When expanding internationally, it may be tempting to contract on the same terms as in the US to ensure uniformity and familiarity. However, this approach generally fails to accommodate mandatory laws or terms implied by law in other countries. This can create uncertainty, render terms unenforceable (in particular those that seek to limit or exclude liability) or leave businesses exposed to legal and financial risks that could otherwise be mitigated or avoided. While localization will necessarily involve some deviation from the US contract terms, the changes can often be limited. The exercise will also help to manage risk, demonstrate a commitment to the market in question, and make for smoother contractual negotiations.

US businesses are often understandably keen to create a set of terms that will “work” in as many relevant territories as possible. Localization for multiple territories is generally possible, although businesses may need to make compromises or take a risk-based approach in some areas. Risks and liabilities, if they cannot be excluded or limited, can be fully understood and addressed.

A key issue to be aware of is that consumer protection legislation in many jurisdictions is heavily regulated, especially in e-commerce. It tends to be more difficult to limit liability in business-to-consumer (B2C) relationships and it will most likely be necessary to make amendments to cover mandatory law risks. No attempt to localize is likely to result in unwanted attention from a regulator and runs a high risk of unenforceability of key terms. For example, imposing US governing law on overseas citizens will often be unenforceable and those citizens will be able to bring proceedings under their own legal system. Similarly, there are many countries that require B2C terms to be “fair” and drafted in plain, understandable language. When dealing with consumers and business customers, US firms should consider whether a separate set of terms for each customer base is advisable.

Aside from purely legal issues, terminology varies between jurisdictions, so there is normally a need to localize some language. The balancing act is to try to avoid significant deviation from the original meaning while ensuring the new wording looks familiar to customers in the relevant country. This avoids simple misunderstandings and can help to minimize significant legal risks, for example when discussing concepts such as heads of loss for which the US business is seeking to exclude or limit liability.

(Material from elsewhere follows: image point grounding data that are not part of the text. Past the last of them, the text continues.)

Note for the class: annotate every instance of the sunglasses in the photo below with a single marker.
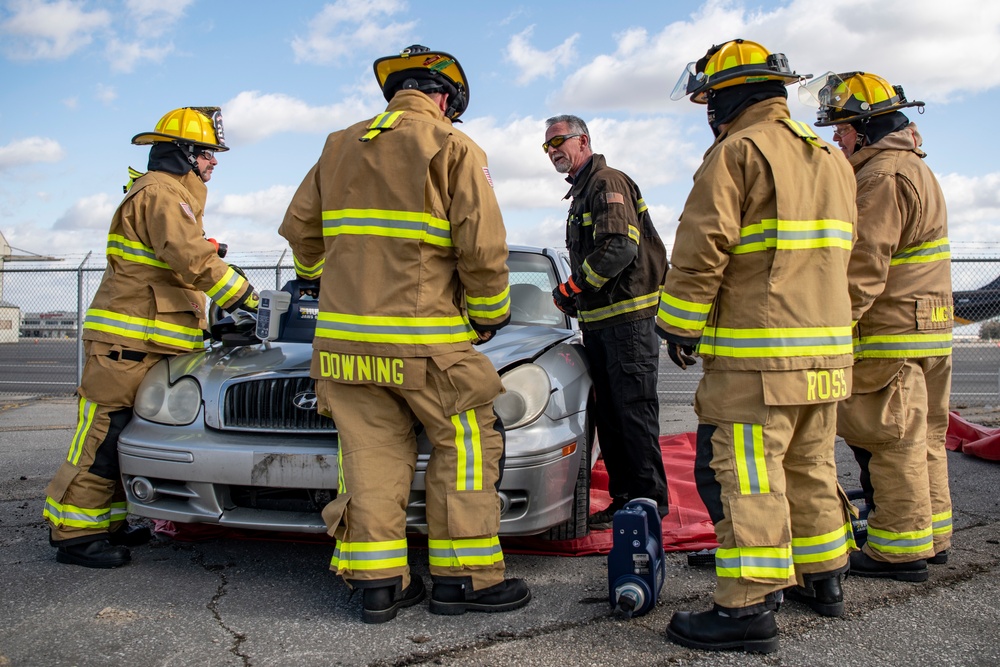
(557, 141)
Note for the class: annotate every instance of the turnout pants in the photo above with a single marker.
(624, 361)
(452, 398)
(768, 477)
(896, 423)
(85, 501)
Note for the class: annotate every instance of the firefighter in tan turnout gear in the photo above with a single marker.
(758, 286)
(399, 220)
(900, 274)
(150, 305)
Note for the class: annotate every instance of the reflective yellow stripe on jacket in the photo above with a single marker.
(779, 342)
(139, 328)
(356, 556)
(313, 271)
(475, 552)
(619, 308)
(133, 251)
(400, 330)
(489, 307)
(903, 346)
(934, 251)
(393, 224)
(795, 235)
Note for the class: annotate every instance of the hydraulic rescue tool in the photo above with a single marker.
(635, 564)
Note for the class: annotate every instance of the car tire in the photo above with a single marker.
(576, 526)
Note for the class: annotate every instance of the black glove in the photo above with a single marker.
(681, 354)
(564, 302)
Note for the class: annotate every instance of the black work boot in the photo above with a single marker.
(130, 536)
(940, 558)
(864, 565)
(453, 599)
(711, 631)
(825, 596)
(96, 553)
(381, 604)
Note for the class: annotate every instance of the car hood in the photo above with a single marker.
(512, 345)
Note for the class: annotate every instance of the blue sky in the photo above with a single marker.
(81, 77)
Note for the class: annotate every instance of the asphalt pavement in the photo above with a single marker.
(263, 603)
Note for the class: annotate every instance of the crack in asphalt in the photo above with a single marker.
(213, 605)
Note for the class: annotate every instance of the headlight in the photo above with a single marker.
(159, 401)
(527, 396)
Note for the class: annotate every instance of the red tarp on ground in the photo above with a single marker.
(686, 528)
(972, 439)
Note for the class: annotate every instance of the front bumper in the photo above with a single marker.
(279, 482)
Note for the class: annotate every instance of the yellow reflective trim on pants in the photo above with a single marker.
(84, 420)
(821, 548)
(619, 308)
(469, 452)
(87, 518)
(682, 314)
(908, 542)
(903, 346)
(941, 523)
(757, 562)
(474, 552)
(369, 555)
(751, 467)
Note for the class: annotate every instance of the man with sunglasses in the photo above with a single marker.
(150, 305)
(618, 263)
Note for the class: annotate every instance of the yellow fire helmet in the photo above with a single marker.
(418, 68)
(733, 63)
(197, 126)
(851, 96)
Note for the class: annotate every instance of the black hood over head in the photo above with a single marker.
(726, 103)
(169, 157)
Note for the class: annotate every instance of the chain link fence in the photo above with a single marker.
(41, 354)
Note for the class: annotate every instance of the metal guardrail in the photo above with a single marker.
(41, 353)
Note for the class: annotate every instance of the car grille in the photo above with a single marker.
(267, 405)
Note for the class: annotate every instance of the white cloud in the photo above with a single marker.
(50, 30)
(89, 213)
(922, 48)
(252, 116)
(533, 63)
(126, 56)
(347, 26)
(32, 150)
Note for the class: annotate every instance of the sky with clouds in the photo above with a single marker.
(81, 77)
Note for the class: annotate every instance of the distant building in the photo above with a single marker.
(55, 324)
(10, 322)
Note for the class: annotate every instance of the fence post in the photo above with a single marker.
(79, 318)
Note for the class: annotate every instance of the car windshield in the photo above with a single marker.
(532, 279)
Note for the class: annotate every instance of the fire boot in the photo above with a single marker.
(382, 603)
(940, 558)
(864, 565)
(96, 553)
(712, 631)
(825, 596)
(130, 536)
(452, 599)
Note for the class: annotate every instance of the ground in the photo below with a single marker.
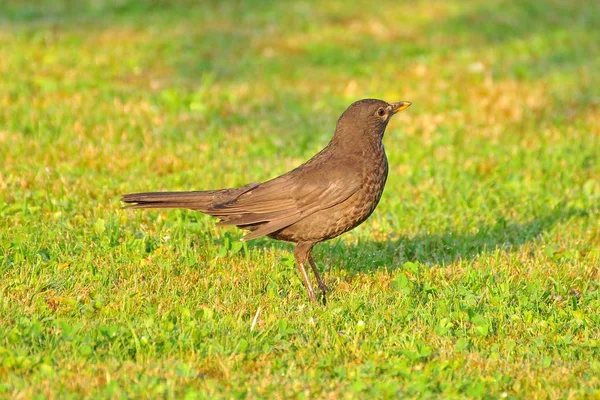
(477, 275)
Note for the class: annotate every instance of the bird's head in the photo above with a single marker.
(368, 119)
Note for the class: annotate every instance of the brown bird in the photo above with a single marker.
(330, 194)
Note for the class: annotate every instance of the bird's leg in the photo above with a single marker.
(322, 285)
(302, 256)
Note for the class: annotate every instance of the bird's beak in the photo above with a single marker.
(401, 105)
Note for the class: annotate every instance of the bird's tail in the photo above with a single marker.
(192, 200)
(203, 201)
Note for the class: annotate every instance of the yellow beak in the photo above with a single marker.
(401, 105)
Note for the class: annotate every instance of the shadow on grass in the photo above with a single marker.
(431, 249)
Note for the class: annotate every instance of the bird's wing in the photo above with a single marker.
(287, 199)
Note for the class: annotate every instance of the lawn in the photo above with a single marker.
(477, 276)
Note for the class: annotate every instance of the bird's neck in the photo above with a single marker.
(358, 142)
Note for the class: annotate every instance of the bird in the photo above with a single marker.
(330, 194)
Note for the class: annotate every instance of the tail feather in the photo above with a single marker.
(193, 200)
(203, 201)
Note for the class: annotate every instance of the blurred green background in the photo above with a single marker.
(477, 276)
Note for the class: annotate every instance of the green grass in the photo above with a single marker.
(477, 276)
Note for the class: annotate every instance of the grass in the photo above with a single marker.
(477, 276)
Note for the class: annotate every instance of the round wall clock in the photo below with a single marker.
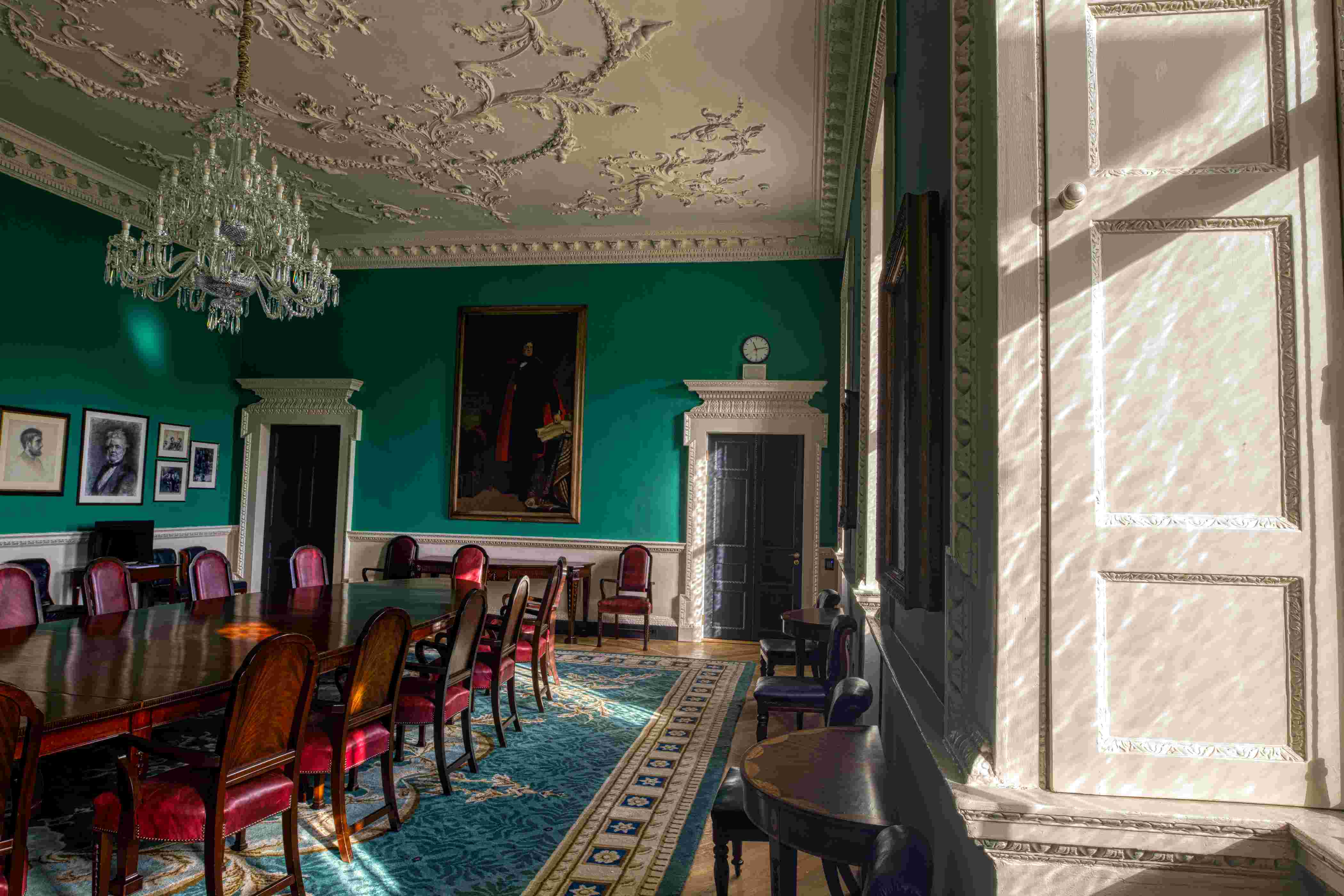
(756, 350)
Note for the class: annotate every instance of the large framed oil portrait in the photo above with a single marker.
(518, 421)
(33, 452)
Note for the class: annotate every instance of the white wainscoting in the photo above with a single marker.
(69, 551)
(366, 550)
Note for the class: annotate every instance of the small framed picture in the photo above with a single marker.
(33, 452)
(174, 441)
(205, 465)
(170, 481)
(112, 459)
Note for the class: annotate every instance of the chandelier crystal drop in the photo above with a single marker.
(236, 232)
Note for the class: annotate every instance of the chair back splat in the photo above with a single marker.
(21, 742)
(108, 588)
(308, 567)
(210, 577)
(21, 604)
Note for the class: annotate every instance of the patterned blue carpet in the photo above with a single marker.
(608, 790)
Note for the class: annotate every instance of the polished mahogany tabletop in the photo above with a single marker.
(81, 669)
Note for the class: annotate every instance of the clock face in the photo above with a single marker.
(756, 350)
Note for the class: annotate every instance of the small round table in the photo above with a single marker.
(810, 622)
(822, 790)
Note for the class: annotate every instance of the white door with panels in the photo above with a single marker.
(1194, 336)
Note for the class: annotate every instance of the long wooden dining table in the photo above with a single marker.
(99, 677)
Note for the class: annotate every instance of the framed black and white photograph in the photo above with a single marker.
(174, 441)
(112, 457)
(170, 480)
(205, 465)
(33, 452)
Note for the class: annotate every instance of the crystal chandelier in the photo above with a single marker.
(248, 238)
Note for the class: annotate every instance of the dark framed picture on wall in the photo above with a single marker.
(174, 441)
(33, 452)
(518, 432)
(112, 459)
(170, 480)
(205, 465)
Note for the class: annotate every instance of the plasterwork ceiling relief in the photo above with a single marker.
(475, 130)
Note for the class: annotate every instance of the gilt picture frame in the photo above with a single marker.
(33, 452)
(518, 413)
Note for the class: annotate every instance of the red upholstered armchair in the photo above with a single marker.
(634, 592)
(21, 604)
(210, 577)
(308, 567)
(402, 558)
(108, 588)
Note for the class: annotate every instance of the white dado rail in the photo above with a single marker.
(69, 551)
(366, 550)
(758, 408)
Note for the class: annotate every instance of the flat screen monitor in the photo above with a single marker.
(128, 540)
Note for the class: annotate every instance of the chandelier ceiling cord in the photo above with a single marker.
(248, 238)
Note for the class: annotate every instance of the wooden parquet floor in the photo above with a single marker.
(756, 858)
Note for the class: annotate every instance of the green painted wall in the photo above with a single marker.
(650, 327)
(72, 342)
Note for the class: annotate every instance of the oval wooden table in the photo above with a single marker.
(822, 790)
(808, 622)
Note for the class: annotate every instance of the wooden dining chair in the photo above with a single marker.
(496, 659)
(108, 588)
(210, 577)
(21, 743)
(364, 723)
(252, 776)
(796, 695)
(308, 567)
(537, 639)
(471, 569)
(401, 564)
(729, 823)
(632, 593)
(445, 687)
(21, 604)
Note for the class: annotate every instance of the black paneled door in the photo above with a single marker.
(755, 540)
(300, 496)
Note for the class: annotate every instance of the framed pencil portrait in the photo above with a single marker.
(112, 457)
(518, 422)
(33, 452)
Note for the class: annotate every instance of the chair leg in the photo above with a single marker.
(721, 864)
(441, 756)
(347, 853)
(290, 825)
(495, 706)
(468, 743)
(394, 817)
(513, 706)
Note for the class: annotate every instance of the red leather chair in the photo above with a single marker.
(210, 577)
(445, 686)
(18, 782)
(21, 604)
(308, 567)
(364, 723)
(402, 557)
(537, 640)
(252, 776)
(634, 593)
(108, 588)
(471, 569)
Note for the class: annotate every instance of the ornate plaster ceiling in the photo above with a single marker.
(461, 132)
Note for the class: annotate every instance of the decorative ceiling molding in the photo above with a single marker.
(851, 36)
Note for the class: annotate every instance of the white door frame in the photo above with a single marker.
(760, 408)
(303, 402)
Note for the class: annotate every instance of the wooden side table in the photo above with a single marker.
(822, 790)
(507, 570)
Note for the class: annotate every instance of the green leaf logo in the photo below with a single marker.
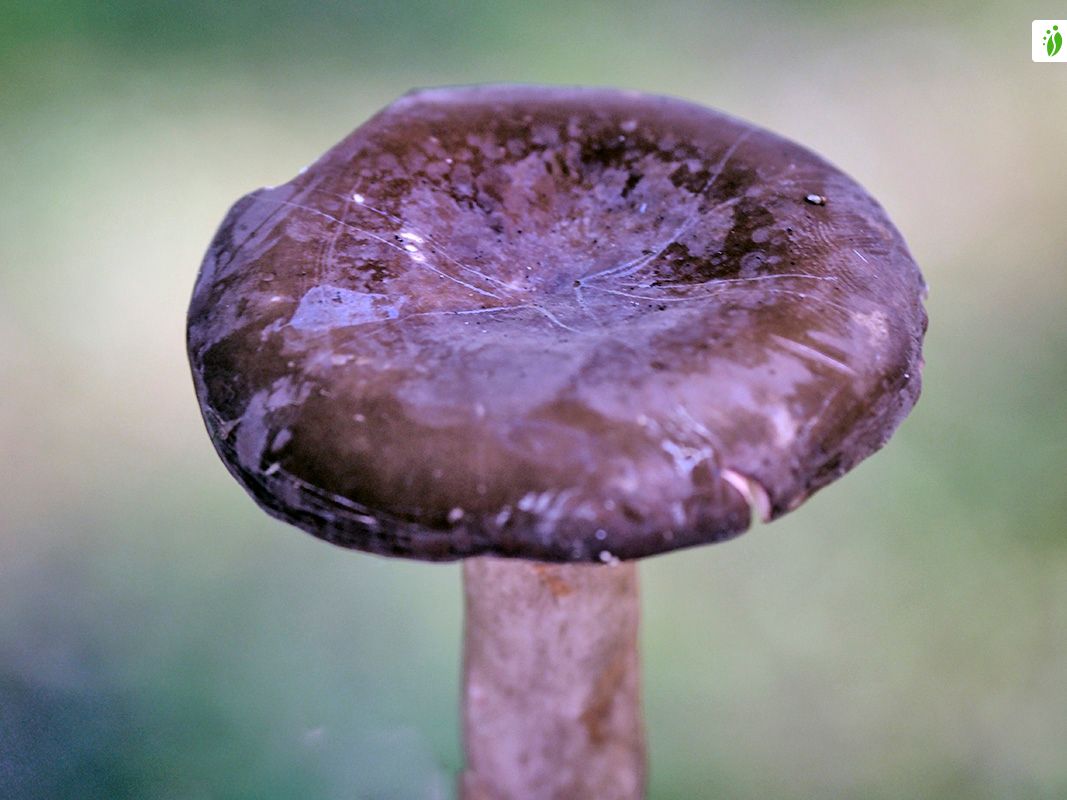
(1053, 41)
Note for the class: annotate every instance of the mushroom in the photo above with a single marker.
(552, 331)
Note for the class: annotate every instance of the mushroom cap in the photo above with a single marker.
(567, 324)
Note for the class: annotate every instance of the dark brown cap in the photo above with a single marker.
(553, 323)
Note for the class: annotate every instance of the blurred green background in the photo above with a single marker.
(902, 635)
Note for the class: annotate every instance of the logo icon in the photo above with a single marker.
(1053, 41)
(1047, 40)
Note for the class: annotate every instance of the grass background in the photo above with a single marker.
(902, 635)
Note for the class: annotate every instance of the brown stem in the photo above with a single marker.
(552, 697)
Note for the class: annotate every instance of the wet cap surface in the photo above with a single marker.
(553, 323)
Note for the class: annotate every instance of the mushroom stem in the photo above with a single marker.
(552, 686)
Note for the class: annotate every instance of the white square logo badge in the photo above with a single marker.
(1047, 40)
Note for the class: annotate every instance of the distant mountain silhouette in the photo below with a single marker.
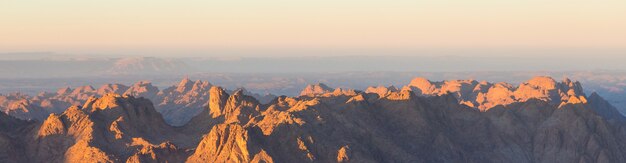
(543, 121)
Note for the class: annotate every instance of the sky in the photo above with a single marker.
(314, 27)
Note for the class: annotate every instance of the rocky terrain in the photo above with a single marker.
(178, 103)
(540, 120)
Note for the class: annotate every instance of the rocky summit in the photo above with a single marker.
(540, 120)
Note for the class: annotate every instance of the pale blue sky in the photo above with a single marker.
(329, 27)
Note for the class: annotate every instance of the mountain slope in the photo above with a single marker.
(339, 126)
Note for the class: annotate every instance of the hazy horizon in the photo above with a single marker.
(313, 28)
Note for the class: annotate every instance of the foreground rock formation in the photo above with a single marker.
(178, 103)
(544, 121)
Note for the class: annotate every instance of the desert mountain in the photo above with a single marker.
(178, 103)
(341, 125)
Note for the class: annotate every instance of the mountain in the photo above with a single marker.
(178, 103)
(339, 126)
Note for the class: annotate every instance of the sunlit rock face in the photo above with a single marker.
(178, 103)
(342, 125)
(484, 95)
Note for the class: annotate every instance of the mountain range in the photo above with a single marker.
(539, 120)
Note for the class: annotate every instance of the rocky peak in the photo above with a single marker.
(217, 100)
(184, 85)
(142, 89)
(65, 90)
(381, 91)
(316, 89)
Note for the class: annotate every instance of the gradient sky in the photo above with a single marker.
(288, 26)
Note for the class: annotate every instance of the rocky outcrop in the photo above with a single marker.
(340, 126)
(178, 103)
(484, 95)
(316, 89)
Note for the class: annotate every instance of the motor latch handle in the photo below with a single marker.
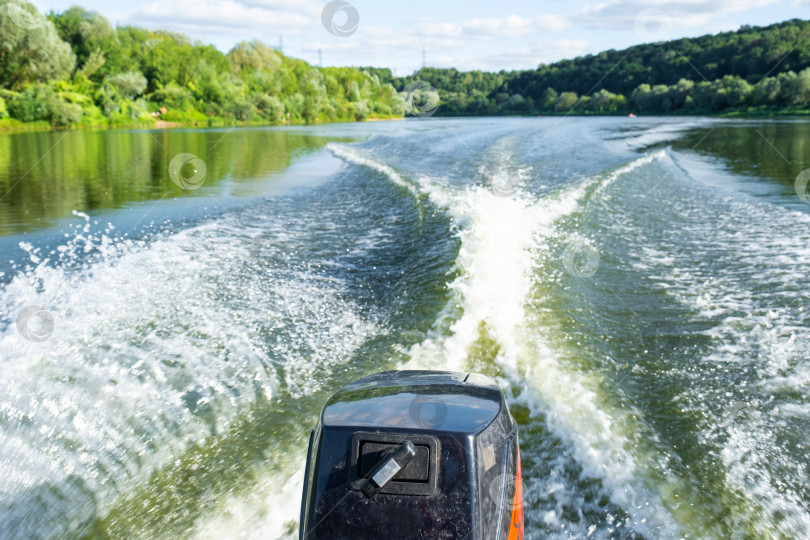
(387, 468)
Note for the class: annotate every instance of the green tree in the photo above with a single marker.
(30, 48)
(565, 101)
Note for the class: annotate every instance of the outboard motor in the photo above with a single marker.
(414, 454)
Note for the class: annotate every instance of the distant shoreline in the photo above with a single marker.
(15, 126)
(34, 127)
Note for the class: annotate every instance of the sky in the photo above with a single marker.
(402, 35)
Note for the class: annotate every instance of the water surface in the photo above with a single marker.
(637, 286)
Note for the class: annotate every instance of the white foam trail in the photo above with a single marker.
(269, 511)
(180, 366)
(347, 154)
(495, 276)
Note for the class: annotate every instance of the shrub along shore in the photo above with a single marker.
(74, 70)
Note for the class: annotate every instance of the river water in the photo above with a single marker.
(637, 286)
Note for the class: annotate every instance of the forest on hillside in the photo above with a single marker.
(750, 70)
(75, 69)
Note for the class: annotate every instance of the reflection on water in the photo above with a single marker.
(772, 154)
(45, 176)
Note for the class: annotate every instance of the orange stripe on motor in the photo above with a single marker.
(516, 523)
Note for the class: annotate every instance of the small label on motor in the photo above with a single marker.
(489, 457)
(387, 472)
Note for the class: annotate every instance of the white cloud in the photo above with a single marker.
(505, 27)
(622, 14)
(201, 16)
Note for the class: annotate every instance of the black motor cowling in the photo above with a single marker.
(414, 454)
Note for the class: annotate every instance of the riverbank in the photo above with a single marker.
(12, 125)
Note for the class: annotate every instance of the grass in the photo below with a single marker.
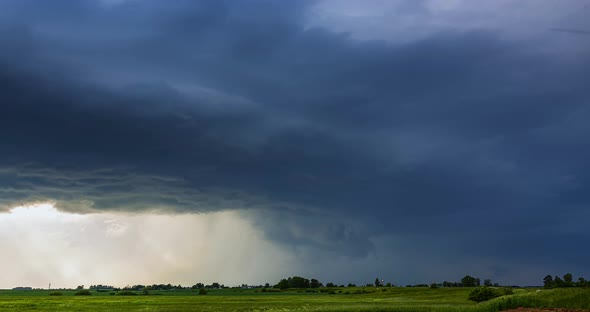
(357, 299)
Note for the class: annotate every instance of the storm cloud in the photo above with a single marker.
(325, 141)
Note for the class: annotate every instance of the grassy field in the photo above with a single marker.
(343, 299)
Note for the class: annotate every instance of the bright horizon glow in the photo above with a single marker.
(43, 245)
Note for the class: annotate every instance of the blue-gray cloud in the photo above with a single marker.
(238, 105)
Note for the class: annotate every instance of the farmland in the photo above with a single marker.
(334, 299)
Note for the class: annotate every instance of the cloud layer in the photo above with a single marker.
(323, 140)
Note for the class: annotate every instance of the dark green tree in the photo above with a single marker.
(558, 282)
(568, 280)
(548, 282)
(283, 284)
(468, 281)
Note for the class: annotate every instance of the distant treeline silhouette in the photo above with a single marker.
(567, 281)
(301, 282)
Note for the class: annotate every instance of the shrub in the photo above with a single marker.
(483, 293)
(83, 292)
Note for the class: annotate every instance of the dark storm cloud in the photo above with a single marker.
(451, 135)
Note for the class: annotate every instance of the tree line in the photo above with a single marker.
(567, 281)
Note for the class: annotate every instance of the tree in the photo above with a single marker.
(558, 282)
(568, 280)
(282, 284)
(548, 282)
(377, 282)
(468, 281)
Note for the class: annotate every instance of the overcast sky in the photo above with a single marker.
(246, 141)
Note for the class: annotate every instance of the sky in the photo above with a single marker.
(146, 141)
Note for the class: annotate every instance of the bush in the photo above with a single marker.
(483, 293)
(83, 292)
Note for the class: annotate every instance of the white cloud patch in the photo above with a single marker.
(42, 245)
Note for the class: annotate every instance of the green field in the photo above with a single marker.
(342, 299)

Finally, some matters that can be dealt with by the parties to a US contract can only be enforced by a court in other countries. For example, in a number of countries outside the US, there are certain termination rights that can only be exercised with the permission of a court, and not simply at one party’s election (for example by exercising a contractual termination right).

Businesses looking to expand internationally should always consider tailoring agreements for each individual country or creating a balanced set of terms that can apply to customers in multiple targeted countries. There are many factors to consider in choosing the correct approach, failing to consider the issues at all will likely prove a false economy in the long run.